As we consider the problem of "institutionalism," as well as our other problems which we think compromise the word of God, let us recognize that division is a denial of the very nature of the Church, a repudiation of what it is essentially. It is easy to be irresponsible. Only a deep concern and a mature sense of responsibility will help us to see the complexity of the problem, that we may proceed with caution in handling it.

I am incapable of giving an easy answer to the problem, for I am sure that institutionalism is a perennial danger. Therefore, those who cry out against it and attempt to point out manifestations of it are, I am certain, fighting for something valid that all of us need to see and hold fast. Yet, I am equally persuaded that those who oppose the present fight are in some true sense fighting for Christian liberty and against a growing tendency to legislate where God has not. Never is there a real battle between consecrated and dedicated Christians but that there is right and wrong on both sides. The part of humility is to try with one's whole heart to see the truth in the opposing arguments, to learn from one another, and immediately put what we learn into practice.

I appreciated Brother Hailey's way of studying, stating his conclusions, yet refraining from dogmatism. A statement that he made on another occasion is one that deserves much consideration by brethren everywhere, for it is basic and raises a problem that must be solved before we know what to do with many questions.

"I don't always know when the way apostles did a thing becomes binding as the way that it must always be done. I wish somebody in the brotherhood that is not a hothead and a fanatic out on some fringe of this thing would do some real constructive thinking and writing on it. When is an apostolic precedent or the way a thing was done, when does that become binding as a law by which it must be done?"

Doubtless, Brother Hailey was attempting to follow his own suggestion in this issue, as were Brethren Patton and Farish.
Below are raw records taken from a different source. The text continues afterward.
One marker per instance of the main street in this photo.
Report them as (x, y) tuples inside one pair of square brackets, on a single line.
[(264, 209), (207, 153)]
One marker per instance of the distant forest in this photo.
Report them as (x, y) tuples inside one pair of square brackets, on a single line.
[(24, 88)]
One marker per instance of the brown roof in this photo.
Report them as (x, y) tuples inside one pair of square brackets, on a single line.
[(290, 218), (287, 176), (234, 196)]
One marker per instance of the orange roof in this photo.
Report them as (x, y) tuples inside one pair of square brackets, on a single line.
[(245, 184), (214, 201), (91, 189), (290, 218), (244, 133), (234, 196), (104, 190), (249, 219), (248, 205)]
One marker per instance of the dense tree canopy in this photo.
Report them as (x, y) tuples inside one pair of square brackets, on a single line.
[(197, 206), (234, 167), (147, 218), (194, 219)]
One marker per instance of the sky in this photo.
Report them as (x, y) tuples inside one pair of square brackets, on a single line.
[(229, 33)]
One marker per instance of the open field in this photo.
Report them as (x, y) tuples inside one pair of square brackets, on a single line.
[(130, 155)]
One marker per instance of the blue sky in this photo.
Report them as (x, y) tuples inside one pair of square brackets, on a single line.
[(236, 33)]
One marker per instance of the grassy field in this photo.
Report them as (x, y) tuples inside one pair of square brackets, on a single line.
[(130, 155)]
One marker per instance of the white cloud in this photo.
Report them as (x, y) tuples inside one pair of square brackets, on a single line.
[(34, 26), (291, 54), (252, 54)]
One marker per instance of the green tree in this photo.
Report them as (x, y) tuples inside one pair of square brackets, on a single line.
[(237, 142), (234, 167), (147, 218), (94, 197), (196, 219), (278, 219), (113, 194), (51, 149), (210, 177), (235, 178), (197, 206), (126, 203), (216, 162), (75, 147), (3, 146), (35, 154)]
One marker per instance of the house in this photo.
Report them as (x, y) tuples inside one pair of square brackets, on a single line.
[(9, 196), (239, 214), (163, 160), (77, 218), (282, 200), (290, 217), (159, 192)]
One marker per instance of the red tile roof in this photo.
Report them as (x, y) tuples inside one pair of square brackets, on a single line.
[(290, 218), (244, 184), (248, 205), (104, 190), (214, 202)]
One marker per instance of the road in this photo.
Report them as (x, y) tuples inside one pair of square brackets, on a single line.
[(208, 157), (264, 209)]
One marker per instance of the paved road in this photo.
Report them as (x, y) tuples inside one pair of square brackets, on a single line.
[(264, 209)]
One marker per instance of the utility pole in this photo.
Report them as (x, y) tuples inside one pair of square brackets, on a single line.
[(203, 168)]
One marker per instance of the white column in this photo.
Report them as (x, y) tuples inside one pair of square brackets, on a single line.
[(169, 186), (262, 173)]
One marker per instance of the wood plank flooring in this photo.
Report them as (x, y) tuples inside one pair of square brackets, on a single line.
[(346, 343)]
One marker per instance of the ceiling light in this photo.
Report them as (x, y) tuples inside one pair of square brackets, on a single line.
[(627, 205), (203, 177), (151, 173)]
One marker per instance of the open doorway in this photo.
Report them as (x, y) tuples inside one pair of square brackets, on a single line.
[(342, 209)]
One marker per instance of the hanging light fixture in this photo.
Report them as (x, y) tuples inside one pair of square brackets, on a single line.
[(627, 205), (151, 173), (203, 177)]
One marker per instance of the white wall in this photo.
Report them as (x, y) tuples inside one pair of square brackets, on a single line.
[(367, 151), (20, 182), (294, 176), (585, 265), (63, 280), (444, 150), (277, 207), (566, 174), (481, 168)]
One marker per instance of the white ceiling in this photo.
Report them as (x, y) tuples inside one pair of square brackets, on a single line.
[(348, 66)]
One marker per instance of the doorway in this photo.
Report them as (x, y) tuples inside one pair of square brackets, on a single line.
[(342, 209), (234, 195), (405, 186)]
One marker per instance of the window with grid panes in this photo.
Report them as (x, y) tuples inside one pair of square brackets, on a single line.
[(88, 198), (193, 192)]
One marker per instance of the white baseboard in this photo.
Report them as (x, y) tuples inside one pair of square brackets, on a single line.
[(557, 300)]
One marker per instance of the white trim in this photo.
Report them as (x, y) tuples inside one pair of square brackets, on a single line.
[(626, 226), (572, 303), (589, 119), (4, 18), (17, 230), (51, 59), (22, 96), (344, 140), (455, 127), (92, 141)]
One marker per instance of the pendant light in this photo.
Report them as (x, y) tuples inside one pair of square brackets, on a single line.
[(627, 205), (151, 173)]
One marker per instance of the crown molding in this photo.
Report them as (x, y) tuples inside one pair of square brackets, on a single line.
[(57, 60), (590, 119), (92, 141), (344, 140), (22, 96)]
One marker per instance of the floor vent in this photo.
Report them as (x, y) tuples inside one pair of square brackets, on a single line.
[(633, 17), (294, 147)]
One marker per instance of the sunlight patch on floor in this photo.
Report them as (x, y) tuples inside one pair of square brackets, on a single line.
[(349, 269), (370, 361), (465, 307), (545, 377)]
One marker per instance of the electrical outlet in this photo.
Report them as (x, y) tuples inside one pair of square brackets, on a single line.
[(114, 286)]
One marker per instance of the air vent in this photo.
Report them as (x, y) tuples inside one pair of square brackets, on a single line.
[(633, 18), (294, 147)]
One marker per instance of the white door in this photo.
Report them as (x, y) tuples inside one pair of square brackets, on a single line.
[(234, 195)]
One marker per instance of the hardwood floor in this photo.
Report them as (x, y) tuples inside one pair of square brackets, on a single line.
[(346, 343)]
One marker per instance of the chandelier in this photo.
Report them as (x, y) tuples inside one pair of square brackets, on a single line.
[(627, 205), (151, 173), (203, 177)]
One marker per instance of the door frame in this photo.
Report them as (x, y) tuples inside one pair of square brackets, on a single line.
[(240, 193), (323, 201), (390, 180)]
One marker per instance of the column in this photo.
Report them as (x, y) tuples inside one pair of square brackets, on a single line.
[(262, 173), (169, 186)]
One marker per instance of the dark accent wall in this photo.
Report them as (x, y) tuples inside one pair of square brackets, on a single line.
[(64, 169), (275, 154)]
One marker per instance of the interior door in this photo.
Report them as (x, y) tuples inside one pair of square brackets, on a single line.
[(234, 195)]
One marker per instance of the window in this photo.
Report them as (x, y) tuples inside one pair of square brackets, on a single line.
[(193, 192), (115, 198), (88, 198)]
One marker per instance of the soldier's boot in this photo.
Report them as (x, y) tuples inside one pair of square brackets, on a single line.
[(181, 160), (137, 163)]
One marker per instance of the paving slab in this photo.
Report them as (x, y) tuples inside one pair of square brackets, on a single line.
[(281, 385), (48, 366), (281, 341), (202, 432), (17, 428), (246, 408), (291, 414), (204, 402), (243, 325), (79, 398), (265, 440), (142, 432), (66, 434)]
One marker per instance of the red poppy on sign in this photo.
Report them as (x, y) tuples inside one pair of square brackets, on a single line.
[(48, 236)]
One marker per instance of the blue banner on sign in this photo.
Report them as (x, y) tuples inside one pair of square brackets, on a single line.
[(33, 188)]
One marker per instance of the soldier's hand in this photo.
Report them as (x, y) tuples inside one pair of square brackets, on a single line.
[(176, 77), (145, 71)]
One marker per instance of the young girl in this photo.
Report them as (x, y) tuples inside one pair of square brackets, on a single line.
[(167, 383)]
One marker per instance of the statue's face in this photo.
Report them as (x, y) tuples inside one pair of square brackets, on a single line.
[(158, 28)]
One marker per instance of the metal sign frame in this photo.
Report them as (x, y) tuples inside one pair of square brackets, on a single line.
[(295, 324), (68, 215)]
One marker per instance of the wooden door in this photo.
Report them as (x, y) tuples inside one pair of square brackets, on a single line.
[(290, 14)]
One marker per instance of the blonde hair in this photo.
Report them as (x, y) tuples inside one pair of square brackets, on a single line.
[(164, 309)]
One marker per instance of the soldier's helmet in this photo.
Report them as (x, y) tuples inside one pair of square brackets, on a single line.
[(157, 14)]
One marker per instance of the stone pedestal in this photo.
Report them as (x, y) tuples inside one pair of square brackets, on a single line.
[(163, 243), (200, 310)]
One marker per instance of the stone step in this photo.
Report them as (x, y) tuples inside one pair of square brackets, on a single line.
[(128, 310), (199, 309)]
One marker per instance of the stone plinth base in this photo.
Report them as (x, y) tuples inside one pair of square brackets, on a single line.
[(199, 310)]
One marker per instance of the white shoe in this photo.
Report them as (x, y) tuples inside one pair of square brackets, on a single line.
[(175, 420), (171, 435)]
However, let no one of us who thinks that he has thought the matter through sufficiently be swift to impose his conclusions upon others who do not see his logic. Any theory of Christian fellowship which does not take into consideration the differences in our logical powers cannot be true. We might consider a new Proposition 6 of The Declaration and Address:

6. That although inferences and deductions from scripture premises, when fairly inferred, may be truly called the doctrine of God's holy word: yet are they not formally binding upon the consciences of Christians farther than they perceive the connection, and evidently see ,that they are so; for their faith must not stand in the wisdom of men; but in the power and veracity of God ...

As I study many of the writings on both sides of the question I am made to wonder time and again, if we press upon one another as tests of fellowship our logical deductions and inferences, how can we escape the conclusion that we are forcing many, many Christian brethren to stand "in the wisdom of men," not "the power of God"? We must not declare to the world that the will of God is so complicated that one with an I.Q. of less than 150 cannot possibly be a faithful Christian.

This is not to say that intricate questions ought not to concern us. God expects us to use all the rational powers we have, but He does not expect us to divide from all those who occupy a spiritual or intellectual level either higher or lower than our own. Since we all know this, let's not let lovelessness keep us from adding it as another factor to an already quite complicated problem.